Debris-covered glaciers comprise ~4% of global glacier surface area but over 30% in some mountain regions, where they are important contributors to local hydrology (water availability) and glacier-related hazards. The climatic response of debris-covered glaciers differs to that of clean ice glaciers, but remains relatively poorly understood due to their complex interaction with the climate. Unraveling the climatic response of debris-covered glaciers is necessary to develop local hydrological and risk management strategies, as well as to determine their contribution to ongoing global sea level change. In order to understand these links, and the unique response of debris-covered glaciers, studies using detailed multiparametric, spatio-temporal response of these different types of glaciers are needed.

Recently, an increasing number of studies have focused on unique aspects of the debris-covered glaciers but, although progress has been considerable, unanswered questions remain. In this Research Topic, we aim to draw together existing knowledge pertaining to the processes acting on debris-covered glaciers, varied impacts of ongoing climate perturbations and synthesize diverse research on debris-covered glaciers, in line with the goals of the International Association of Cryospheric Sciences (IACS) working group on debris-covered glaciers (https://cryosphericsciences.org/activities/wgdebris/).

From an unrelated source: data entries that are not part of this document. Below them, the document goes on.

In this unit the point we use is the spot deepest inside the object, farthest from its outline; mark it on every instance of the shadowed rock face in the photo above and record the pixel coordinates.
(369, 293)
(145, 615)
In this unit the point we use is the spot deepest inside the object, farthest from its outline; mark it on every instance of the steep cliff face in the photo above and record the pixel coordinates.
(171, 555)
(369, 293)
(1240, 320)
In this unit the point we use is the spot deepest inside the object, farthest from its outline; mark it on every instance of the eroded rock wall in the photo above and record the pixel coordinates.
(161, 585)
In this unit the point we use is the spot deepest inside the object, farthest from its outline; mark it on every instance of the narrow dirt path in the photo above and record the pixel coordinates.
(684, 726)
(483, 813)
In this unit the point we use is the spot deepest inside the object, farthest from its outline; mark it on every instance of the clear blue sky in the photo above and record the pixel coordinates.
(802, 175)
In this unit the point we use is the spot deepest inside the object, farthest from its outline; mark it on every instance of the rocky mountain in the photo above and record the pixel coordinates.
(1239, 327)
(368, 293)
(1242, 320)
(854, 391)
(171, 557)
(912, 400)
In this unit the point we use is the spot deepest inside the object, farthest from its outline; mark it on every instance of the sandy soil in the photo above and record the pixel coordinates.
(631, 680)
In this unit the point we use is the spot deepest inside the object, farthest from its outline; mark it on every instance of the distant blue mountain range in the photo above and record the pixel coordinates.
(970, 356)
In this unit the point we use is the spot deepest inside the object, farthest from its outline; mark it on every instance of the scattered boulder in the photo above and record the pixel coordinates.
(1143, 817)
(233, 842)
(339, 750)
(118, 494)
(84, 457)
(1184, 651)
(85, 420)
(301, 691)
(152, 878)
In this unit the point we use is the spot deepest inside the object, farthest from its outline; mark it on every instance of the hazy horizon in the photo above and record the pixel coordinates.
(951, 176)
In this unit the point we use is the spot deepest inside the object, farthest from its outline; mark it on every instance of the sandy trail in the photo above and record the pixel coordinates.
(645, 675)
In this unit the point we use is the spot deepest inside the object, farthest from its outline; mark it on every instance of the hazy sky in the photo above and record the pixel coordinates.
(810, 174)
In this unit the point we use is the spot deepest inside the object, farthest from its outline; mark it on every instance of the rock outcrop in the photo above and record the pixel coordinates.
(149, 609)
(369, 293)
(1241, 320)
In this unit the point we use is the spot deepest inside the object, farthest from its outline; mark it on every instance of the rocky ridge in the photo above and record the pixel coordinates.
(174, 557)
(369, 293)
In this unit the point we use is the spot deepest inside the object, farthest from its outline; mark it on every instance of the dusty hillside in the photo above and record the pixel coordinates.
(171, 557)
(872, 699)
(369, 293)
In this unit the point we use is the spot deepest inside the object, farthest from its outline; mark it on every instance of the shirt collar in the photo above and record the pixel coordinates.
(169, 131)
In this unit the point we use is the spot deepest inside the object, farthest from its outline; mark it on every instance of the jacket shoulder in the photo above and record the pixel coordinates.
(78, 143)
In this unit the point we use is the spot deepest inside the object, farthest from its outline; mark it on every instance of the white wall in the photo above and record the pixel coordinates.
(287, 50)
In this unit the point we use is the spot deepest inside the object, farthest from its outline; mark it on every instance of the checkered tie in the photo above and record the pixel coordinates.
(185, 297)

Accordingly, we welcome submissions in the following major themes:

• Processes related to rock debris generation, exposure and transport;
• Quantifying key debris cover surface properties from field and satellite data;
• Affinity between the debris-cover, ice-cliffs and supraglacial ponds;
• Ablation on debris-covered glaciers;
• Hydrology of debris-covered glaciers: distinctive processes and concepts;
• Climate change response of debris-covered glaciers (like impact on meltwater discharge, surface properties (area, debris extent, thickness etc), ablation rates and surface ice velocities).

The Research Topic aims to present the state-of-the-art understanding of debris-covered glaciers and so while we welcome all submissions, contributions that develop deeper understanding of the processes governing debris-covered glaciers are especially encouraged.

Keywords: debris cover, mountain glaciers, glacier ablation, glacier hydrology, climate change


Important Note: All contributions to this Research Topic must be within the scope of the section and journal to which they are submitted, as defined in their mission statements. Frontiers reserves the right to guide an out-of-scope manuscript to a more suitable section or journal at any stage of peer review.